E questa tendenza l'ho notata anche nella decorazione delle case. Sul web o sui social network vengono condivise (e quindi apprezzate) tantissime immagini di abitazioni accoglienti e comunque essenziali, mentre fino a pochi anni fa sicuramente si sarebbe visto un tripudio di fotografie di interni algidamente minimalisti. Lo stesso successo di Freunde Von Freunden - un sito web/community che ha come tema principale le abitazioni - è interessante da notare in quanto pubblica rarissimamente ambienti minimalisti.
Mi viene da citare anche Monocle, rivista molto apprezzata in tutto il mondo, che recentemente ha sentito l'esigenza di lanciare uno dei suoi libri-guida tutto dedicato alle "Cozy Homes", proprio come risposta alle tante persone che vogliono finalmente una pubblicazione che non mostri case dove "sembra che non ci vivi nessuno" (cit. The Monocle Guide to Cosy Homes): quelle che invece fino a pochi anni fa erano proprio messe in copertina per potere spingere le vendite.

Col tempo ho ragionato molto sulla domanda che fa da titolo a questo post e mi sono finalmente dato una risposta.
Il minimalismo non è morto. Difatti s'è ammorbidito, ha ceduto su parte dei suoi dogmi per permettersi ancora di non fare la fine di alcune correnti estetiche del passato, quelle che ora sono sepolte e circoscritte a secoli più o meno lontani.
Del resto è un percorso più che naturale.
Il minimalismo nel design - ma in questo caso soprattutto negli interni - nasce come reazione e interruzione della confusione dei decenni che lo precedevano. Come molte altre correnti estetiche anche il minimalismo si proponeva a un pubblico elitario, dotato di gusto molto raffinato e, per carità, anche un po' snob. Per imporsi doveva basarsi su regole ferme, inequivocabili e anche estremiste (e in quest'ultima caratteristica sta tutto il suo senso rivoluzionario); ma col tempo anche il minimalismo sarebbe diventato parte della cultura e, una volta effettuata la sua rivoluzione, se fosse rimasto ancora rigidamente fedele ai propri dogmi, sarebbe stato ritenuto eccessivo e quindi forse poi abbandonato.

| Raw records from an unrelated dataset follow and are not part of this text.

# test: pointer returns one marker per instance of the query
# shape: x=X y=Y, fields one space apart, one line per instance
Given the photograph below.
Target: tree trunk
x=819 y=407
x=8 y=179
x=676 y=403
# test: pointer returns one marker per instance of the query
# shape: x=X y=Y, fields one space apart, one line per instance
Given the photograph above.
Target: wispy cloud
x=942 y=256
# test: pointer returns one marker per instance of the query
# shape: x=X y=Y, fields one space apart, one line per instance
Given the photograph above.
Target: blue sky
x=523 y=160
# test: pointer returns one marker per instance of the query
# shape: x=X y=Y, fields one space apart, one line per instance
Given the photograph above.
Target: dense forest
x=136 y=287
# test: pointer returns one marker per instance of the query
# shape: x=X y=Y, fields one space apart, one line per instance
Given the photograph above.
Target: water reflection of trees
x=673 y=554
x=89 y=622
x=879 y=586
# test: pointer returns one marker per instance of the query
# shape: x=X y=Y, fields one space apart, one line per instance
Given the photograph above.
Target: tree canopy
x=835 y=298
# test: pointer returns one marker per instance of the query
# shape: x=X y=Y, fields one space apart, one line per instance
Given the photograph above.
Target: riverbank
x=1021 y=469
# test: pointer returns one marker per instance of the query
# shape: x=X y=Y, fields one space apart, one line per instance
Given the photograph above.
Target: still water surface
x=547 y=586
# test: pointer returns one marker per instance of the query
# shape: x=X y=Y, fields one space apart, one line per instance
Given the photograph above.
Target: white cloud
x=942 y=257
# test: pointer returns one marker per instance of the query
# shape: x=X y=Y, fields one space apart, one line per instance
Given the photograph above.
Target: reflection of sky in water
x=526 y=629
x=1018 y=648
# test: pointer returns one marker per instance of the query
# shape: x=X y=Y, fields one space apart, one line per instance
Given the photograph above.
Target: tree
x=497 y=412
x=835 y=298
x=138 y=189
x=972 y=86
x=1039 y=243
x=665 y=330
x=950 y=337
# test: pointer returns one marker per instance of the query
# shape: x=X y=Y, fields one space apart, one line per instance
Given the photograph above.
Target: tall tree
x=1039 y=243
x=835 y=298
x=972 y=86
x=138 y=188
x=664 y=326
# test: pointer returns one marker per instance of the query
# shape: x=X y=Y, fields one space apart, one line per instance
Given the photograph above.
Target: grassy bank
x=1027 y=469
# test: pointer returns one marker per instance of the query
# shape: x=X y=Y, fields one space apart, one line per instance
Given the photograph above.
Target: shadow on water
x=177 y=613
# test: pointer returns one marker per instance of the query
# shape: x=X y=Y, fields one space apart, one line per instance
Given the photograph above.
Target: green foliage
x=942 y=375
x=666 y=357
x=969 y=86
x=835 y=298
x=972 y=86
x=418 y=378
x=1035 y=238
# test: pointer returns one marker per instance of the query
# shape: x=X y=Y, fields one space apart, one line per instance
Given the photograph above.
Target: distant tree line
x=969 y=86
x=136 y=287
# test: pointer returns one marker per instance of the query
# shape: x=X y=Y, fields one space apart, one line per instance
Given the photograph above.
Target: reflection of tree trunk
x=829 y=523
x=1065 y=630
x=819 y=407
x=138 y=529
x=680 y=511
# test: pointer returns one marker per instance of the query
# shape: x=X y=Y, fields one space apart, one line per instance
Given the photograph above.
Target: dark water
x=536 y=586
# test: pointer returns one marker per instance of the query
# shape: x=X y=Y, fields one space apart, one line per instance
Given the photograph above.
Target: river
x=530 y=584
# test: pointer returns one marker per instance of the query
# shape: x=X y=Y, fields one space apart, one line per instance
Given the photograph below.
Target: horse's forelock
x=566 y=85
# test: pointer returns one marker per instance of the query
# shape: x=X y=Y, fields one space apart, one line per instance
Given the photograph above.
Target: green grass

Ciò che vedo oggigiorno è un minimalismo smorzato e quasi inaspettatamente "caldo". L'acciaio perde vantaggio sul legno, le superfici ammettono la presenza di difetti, le pareti spoglie vengono delicatamente rivestite di stampe essenziali e fotografie artistiche, gli ambienti acquisiscono qualche oggetto in più e i mobili ammettono l'uso del colore per non essere solo più bianchi, neri o grigi. Ma tutto rimane pulito, pacato e leggero.
In pratica il minimalismo degli esordi ha veramente compiuto il suo lavoro: ha fatto un'opera di pulizia e plasmato la mente di molti per portarli finalmente a concentrarsi sull'essenziale, ma permettendo loro la giusta libertà di rendere gli ambienti dei posti in cui potere vivere.